Fund Managers will already be familiar with the salaried member rules which are, as stated in a recent First Tier Tribunal decision involving one Manager LLP:
“…. intended to apply to those members of LLPs who are more like employees than partners in a traditional partnership. They are designed to ensure that LLP members who are, in effect, providing services on terms similar to employment are treated as employees for tax purposes”.
In our experience, most Fund Managers are genuine partners because they fall out of either:
- Condition A – that more than 80% of the member’s remuneration is disguised salary; or
- Condition B – that the member does not have significant influence over the affairs of the LLP.
To be a disguised employee an individual must meet conditions A, B and C (that the member’s capital contribution is less than 25% of the disguised salary). So, if you fail one condition, then you are not a disguised employee.
In the case mentioned above, condition C was met, but conditions A and B were the subject of debate. The First Tier Tribunal decided that all members met condition A, but some had significant influence (failing condition B).
Whilst the outcome was favorable in part to the Fund Manager, it does show how the application of these rules can be scrutinised. When you combine this extra layer of complexity with other tax and regulatory requirements, e.g. the challenges that basis period reform may present for certain LLP members, and the Investment Firm Prudential Regime; it highlights further the debate on whether LLPs are the most appropriate choice of vehicle.
Looking at the case, with regards to Condition A, the Tribunal decided that none of the members failed this condition. The members were entitled to a priority profit distribution and discretionary allocations. There were also allocations based on a points system, but it was agreed that these allocations were not disguised salary. Both parties also agreed that the priority profit distributions were disguised salary.
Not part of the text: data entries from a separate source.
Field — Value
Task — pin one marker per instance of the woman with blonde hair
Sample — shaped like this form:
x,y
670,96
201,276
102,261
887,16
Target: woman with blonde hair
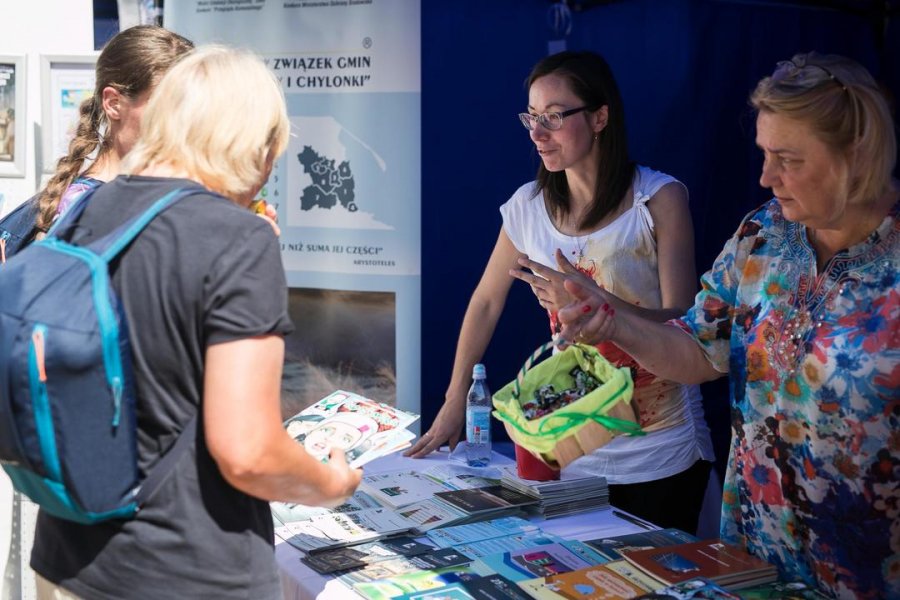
x,y
802,310
204,291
The question, therefore, was whether discretionary allocations were disguised salary.
For it to be disguised salary, it would need to be:
- fixed (e.g., the guaranteed priority profit distributions); or
- variable, but varied without reference to the overall amount of the profits or losses of the limited liability partnership; or
- not, in practice, affected by the overall amount of those profits or losses.
The Tribunal decided that whilst a member’s discretionary allocation may increase or decrease if the profits of the LLP increased or decreased, it did not amount to a concrete link between the discretionary allocations and the overall profits of the LLP. The discretionary allocations were, calculated based upon individual performance. The Tribunal, as mentioned in the following statement, also asserted that the discretionary allocations were no different to the priority profit distributions (which was disguised salary):
“The LLP Agreement provides, at 10.3 (2), that in the event that the profits in any financial year shall not be sufficient to meet those priority allocations in full, and such profits shall be “allocated on a pro-rata basis between the Priority Distributions made to the relevant Members”. In other words, the same thing will happen to the priority distributions as might happen to the discretionary allocations. If there are insufficient overall profits, they will abate. If the appellant accepts that such abatements do not take the priority distributions outside Condition A, then I cannot see why they should do so for the discretionary allocations.”
Therefore, Condition A was met.
The debate focused on the impact a member had on the business. HMRC’s view, was that:
“Significant influence is significant managerial influence, and a high earner (or significant biller in the context of a law firm) only wields significant influence if that financial contribution is reflected in “managerial clout”. Furthermore, the inference must be over the overall affairs of the partnership and not just to one or more aspects of them.”
The Tribunal however disagreed, stating that:
“…. the expression “affairs of the partnership” is not restricted to the affairs of the partnership generally but can be over an aspect of the affairs of the partnership. I also agree with her that the starting point for this analysis must be a consideration of what those affairs are; in other words, what does the partnership do.”
Portfolio managers who were members looking after significant portfolios (at least $100 million) were found to have significant influence on the basis that they made a substantial financial impact to the business and were also instrumental in operational decisions such as recruitment and managing relationships. These members were also experienced in the marketplace and trusted at the firm. As such, their role was akin to partners of a traditional partnership who are expected to “find, mind and grind” i.e., to find work, supervise others to undertake and deliver the work and to do the work themselves.
However, for non-portfolio managers, whilst they may have assisted portfolio managers in having significant influence, there was no evidence to suggest that they themselves had a significant impact, like the portfolio managers, on the business activity; and that their roles could be undertaken by an employee in a traditional partnership.
“For example, the head of tax is “Responsible for Tax department including dealing with fiscal authorities around the world and instructing advisers in all jurisdictions. Responsible for agreeing group tax strategy with ExCo”. It is not possible for me to translate this into some form of evidence concerning the influence of that individual over the affairs of the partnership in the sense that he or she contributed significantly to the provision of the back-office services to other members of the Group. The same is true regarding the summaries provided for the other heads of department.”
Accordingly, for the non-portfolio managers, it was decided that they met condition B.
The case serves as a reminder for all UK LLPs to review their rationale for why they believe members are not disguised employees. We at Centralis Governance, Risk & Compliance can guide you through the salaried member rules.
For new startups in particular, the choice of LLP versus LTD needs to be carefully considered. Bearing in mind that LTD’s facilitate the retention of capital for IFPR purposes, and together with tax simplicity, a LTD may be the better option. However each case is different and where it is clear that individuals fail a salaried member condition (and are therefore genuine partners) then the advantages of an LLP may outweigh tax simplicity. From an IFPR perspective, discretionary remuneration (for genuine partners) does not inflate capital and liquidity requirements in the same way that non discretionary salaries do. So a weighing up exercise of LLP versus LTD is definitely required.